The GPT Group announced its results for the 12 months to 31 December 2022 with a -$1.0bn drop in net profit after tax due to negative investment property movements however earnings per security was up from 28.82 cents in pcp to 32.4 cents.
GPT’s Chief Executive Officer, Bob Johnston, said: “2022 was a year of uncertainty and external challenges as we transitioned from COVID-19 restrictions in the early part of the year, to an environment of high inflation and higher interest rates. Despite these challenges, GPT has remained resilient and it is pleasing to report that the Group delivered solid growth in Funds From Operations and distributions in line with guidance.
“Rising bond yields have led to a softening of valuation metrics for real estate assets. This has been partly offset by market rent growth, particularly for the logistics sector. As a result, there was a negative 2.2% revaluation movement from 30 June 2022 for the GPT portfolio primarily driven by lower valuations for the Office assets.
“We remained focused on our strategic priorities of driving resilient and growing income from our owned and managed high quality diversified property portfolio, growing our funds under management and maintaining a prudent approach to capital management.
“We are delighted to have been appointed by UniSuper to manage its $2.8 billion direct real estate portfolio and subsequently by UniSuper and Cbus Property to manage the $2.7 billion Australian Core Retail Trust. These mandates include some of Australia’s premier retail destinations and securing these has been a strong endorsement of GPT’s management capabilities.
“Our Retail portfolio has delivered strong results for the year. While higher interest rates and inflationary pressures are expected to moderate retail sales growth over the course of 2023, GPT’s high quality Retail portfolio is well positioned with high occupancy and strong sales productivity.
“The office leasing market remains challenging, with tenant demand being impacted by the adoption of hybrid work arrangements and the expectation of softer economic conditions. While the occupancy of our Office portfolio declined in the period due to a number of larger tenant expiries in the second half, we remain confident that our portfolio will benefit from the tenant flight to quality we are seeing in the market.
“Our Logistics portfolio continues to deliver strong results for the Group. We are making excellent progress with our developments, with an additional seven assets completed and four more scheduled to complete over the next 12 months.
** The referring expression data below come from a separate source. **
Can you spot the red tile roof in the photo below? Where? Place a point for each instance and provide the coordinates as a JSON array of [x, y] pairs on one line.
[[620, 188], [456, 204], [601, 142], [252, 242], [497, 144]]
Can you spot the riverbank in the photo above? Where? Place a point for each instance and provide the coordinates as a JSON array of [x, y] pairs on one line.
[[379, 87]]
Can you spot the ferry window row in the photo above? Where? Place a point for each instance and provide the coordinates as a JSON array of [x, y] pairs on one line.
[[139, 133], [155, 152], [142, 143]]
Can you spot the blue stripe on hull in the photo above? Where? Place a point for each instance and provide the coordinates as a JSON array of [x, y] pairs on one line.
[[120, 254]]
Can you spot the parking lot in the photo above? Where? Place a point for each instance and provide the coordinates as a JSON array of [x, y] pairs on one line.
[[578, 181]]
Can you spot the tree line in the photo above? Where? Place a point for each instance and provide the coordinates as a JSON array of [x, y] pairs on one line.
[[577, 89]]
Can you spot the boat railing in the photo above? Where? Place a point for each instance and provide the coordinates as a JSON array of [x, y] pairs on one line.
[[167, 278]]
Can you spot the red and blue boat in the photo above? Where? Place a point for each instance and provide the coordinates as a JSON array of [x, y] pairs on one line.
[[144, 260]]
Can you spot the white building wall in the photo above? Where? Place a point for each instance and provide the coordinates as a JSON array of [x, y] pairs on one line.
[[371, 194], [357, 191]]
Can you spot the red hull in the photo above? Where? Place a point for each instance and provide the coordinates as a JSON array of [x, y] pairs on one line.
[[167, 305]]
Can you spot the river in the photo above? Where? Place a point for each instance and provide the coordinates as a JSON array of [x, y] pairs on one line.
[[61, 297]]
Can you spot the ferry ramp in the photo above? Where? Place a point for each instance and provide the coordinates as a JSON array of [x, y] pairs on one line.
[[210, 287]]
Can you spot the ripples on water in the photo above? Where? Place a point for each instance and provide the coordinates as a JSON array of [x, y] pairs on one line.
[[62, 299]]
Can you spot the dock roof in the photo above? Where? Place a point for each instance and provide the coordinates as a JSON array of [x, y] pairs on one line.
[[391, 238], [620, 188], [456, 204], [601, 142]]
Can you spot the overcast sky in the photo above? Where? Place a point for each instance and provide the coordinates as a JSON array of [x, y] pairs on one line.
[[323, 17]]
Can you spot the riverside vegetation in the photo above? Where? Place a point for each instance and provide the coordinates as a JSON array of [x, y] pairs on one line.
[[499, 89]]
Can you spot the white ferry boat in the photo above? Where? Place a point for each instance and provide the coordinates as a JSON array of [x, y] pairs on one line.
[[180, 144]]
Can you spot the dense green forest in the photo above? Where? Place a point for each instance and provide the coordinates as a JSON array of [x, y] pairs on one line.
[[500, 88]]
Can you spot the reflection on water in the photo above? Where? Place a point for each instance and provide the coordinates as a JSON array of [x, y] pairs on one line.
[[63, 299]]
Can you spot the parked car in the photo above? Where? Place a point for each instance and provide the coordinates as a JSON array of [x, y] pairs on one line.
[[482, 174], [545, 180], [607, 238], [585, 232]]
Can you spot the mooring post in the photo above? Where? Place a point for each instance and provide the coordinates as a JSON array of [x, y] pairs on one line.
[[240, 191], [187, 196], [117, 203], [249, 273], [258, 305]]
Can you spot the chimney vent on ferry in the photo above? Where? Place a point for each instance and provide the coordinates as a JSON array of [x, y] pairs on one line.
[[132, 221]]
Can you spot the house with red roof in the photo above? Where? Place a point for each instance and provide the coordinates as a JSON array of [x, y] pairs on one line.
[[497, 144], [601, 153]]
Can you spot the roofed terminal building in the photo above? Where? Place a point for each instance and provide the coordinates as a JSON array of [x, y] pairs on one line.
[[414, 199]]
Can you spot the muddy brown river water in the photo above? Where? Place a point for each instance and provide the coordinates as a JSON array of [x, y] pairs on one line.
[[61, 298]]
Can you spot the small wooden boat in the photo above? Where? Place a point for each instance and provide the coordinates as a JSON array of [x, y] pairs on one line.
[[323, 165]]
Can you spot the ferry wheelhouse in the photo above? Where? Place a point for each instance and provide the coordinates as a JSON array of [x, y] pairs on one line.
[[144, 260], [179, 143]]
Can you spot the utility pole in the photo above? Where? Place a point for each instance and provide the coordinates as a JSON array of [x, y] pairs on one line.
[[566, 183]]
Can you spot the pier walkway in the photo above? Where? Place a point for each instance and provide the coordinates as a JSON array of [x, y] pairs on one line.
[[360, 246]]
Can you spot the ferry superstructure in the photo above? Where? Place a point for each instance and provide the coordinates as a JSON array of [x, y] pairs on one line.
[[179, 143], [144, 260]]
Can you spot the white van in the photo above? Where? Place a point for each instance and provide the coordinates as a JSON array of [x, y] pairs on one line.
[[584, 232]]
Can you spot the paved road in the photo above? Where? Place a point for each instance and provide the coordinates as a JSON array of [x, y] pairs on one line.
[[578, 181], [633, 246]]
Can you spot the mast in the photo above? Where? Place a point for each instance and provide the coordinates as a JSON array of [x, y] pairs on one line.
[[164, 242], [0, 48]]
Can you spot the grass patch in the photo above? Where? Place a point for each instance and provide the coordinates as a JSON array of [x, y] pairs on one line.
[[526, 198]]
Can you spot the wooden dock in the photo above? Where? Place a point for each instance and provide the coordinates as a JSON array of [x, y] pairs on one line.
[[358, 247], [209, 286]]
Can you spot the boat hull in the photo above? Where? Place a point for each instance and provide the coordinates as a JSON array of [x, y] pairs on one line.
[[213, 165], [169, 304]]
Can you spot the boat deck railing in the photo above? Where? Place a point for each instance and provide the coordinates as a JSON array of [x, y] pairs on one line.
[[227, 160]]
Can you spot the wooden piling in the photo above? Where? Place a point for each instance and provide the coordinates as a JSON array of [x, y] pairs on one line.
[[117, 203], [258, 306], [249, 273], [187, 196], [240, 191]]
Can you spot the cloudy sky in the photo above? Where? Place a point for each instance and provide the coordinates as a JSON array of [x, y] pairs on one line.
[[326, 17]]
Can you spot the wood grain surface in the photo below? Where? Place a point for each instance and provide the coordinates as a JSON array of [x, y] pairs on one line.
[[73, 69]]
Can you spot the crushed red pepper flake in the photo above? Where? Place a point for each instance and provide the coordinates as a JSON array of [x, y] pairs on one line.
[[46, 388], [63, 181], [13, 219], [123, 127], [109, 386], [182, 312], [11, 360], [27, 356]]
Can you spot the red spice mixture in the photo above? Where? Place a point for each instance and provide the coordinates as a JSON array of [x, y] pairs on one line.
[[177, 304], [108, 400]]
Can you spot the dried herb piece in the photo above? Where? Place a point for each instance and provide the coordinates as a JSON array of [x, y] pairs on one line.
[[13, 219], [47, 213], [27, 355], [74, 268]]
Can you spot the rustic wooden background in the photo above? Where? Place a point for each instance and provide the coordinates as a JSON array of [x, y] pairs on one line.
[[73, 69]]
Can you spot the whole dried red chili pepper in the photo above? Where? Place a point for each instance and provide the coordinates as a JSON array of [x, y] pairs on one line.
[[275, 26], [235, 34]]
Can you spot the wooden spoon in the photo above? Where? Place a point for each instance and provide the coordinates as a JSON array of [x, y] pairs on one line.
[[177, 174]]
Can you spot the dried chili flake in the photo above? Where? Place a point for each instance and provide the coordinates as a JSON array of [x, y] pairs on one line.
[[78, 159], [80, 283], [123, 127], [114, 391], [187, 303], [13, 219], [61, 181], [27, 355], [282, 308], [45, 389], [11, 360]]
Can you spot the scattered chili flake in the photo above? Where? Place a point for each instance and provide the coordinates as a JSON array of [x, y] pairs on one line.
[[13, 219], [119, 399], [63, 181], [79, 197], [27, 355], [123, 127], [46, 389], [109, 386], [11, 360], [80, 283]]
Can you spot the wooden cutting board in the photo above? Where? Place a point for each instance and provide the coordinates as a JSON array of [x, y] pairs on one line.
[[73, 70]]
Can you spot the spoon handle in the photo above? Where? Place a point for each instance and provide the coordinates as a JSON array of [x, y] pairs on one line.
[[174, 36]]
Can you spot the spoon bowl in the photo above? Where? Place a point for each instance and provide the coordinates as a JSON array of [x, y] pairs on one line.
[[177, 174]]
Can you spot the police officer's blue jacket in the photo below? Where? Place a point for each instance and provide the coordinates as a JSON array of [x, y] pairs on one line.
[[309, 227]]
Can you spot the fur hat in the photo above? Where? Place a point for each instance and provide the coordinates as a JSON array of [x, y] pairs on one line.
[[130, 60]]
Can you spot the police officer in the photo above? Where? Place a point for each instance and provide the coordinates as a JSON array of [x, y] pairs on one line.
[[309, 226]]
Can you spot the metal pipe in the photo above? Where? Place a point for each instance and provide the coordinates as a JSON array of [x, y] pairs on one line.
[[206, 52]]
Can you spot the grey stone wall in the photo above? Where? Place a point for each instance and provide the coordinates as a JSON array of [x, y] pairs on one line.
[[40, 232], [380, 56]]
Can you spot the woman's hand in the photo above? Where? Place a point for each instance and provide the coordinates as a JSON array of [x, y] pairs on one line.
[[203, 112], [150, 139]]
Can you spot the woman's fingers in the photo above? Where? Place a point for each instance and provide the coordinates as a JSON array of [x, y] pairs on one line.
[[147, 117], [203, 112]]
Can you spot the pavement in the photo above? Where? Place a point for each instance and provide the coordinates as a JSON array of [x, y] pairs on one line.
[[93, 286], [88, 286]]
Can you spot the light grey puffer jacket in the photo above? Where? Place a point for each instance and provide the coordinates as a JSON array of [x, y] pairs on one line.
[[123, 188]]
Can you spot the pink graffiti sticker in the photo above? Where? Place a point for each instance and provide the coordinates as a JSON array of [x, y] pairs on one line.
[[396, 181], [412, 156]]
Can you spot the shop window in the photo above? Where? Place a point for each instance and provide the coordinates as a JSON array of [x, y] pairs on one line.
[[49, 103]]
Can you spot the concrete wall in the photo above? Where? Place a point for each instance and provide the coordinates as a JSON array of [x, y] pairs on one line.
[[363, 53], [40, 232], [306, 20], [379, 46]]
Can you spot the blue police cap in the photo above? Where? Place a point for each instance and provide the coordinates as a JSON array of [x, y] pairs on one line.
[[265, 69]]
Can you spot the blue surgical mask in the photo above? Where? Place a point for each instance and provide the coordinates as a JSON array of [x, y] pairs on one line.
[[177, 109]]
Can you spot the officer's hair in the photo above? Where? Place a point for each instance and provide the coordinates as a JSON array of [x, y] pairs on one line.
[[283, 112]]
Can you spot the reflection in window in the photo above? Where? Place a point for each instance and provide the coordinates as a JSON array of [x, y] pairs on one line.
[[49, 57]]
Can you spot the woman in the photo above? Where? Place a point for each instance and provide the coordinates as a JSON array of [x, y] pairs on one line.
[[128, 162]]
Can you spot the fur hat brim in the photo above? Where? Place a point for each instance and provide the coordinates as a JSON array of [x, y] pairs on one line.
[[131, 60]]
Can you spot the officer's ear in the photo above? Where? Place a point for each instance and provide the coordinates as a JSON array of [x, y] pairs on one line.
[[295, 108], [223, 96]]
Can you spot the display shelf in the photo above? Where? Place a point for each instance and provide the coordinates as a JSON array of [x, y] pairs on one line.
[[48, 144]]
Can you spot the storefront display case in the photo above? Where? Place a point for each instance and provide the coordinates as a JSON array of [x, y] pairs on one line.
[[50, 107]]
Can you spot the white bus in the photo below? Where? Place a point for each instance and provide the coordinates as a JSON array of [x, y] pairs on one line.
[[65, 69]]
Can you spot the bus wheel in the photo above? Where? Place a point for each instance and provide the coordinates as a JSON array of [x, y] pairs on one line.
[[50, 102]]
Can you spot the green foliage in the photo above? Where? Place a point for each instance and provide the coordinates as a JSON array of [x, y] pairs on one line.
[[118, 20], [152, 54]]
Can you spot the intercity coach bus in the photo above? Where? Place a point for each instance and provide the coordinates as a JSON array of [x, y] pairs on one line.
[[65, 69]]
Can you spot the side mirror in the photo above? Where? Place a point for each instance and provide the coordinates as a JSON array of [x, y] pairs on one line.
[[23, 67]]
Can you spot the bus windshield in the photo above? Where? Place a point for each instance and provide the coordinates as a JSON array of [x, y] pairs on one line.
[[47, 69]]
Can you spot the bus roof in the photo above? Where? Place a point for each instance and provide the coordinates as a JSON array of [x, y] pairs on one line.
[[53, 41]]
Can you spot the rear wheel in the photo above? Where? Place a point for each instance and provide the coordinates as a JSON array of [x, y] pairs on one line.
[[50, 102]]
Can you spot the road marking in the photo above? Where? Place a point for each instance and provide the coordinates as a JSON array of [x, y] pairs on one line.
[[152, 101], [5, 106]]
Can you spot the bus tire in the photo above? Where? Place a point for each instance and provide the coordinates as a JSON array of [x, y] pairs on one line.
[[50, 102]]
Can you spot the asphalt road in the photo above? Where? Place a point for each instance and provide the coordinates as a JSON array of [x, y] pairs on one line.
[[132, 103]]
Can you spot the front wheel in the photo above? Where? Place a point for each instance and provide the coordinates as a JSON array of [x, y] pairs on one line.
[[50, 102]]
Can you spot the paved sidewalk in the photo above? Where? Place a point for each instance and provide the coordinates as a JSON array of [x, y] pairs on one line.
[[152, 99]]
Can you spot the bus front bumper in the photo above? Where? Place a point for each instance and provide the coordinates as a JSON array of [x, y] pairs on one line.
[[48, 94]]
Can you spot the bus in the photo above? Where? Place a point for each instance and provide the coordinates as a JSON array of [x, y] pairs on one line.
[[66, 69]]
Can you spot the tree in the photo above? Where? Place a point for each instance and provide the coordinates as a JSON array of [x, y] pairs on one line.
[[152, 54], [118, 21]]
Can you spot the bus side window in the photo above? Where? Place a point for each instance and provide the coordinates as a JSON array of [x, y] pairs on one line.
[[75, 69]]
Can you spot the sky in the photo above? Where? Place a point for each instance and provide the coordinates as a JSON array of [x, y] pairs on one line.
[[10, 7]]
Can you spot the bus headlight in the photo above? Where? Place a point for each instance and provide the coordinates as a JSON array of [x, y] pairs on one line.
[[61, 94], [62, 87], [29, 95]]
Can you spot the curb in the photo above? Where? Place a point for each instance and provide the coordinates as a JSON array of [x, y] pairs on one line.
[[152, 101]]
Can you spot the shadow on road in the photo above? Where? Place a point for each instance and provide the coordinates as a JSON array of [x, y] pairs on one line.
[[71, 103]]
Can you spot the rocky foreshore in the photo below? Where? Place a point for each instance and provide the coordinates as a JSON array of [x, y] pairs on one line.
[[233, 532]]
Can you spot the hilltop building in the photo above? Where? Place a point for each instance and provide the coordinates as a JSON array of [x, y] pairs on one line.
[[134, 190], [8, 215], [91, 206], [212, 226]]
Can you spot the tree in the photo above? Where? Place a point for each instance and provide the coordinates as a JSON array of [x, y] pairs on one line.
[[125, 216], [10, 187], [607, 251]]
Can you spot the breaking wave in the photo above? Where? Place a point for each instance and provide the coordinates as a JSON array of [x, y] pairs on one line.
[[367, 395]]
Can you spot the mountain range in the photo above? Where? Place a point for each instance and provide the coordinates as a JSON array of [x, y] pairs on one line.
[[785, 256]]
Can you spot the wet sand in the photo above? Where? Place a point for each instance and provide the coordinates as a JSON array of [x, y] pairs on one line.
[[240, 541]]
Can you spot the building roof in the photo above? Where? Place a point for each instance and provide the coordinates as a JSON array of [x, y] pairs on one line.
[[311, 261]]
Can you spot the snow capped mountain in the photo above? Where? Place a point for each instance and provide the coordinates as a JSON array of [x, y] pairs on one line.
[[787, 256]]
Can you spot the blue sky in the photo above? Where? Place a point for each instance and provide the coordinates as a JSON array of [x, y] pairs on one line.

Ongoing structural tailwinds in the sector continues to drive tenant demand, low vacancy rates and strong market rental growth.”
GPT are trading at a -22% discount to NTA as markets continue to price REITs on an expectations of lower forecast earnings amid ongoing inflationary pressures and rising interest rates. GPT has 78% of its drawn debt hedged to reduce the exposure to further rate rises in 2023 however the effect of rising bond yields is also observed in the slowing of investment capital flows and general economic uncertainty, increasing the potential for further softening of investment metrics adopted for valuations. Further tightening of monetary conditions is expected to moderate economic growth over the next 12 months.
The Group expects to deliver 2023 FFO of approximately 31.3 cents per security and a distribution of 25.0 cents per security, slightly lower than 2022 results.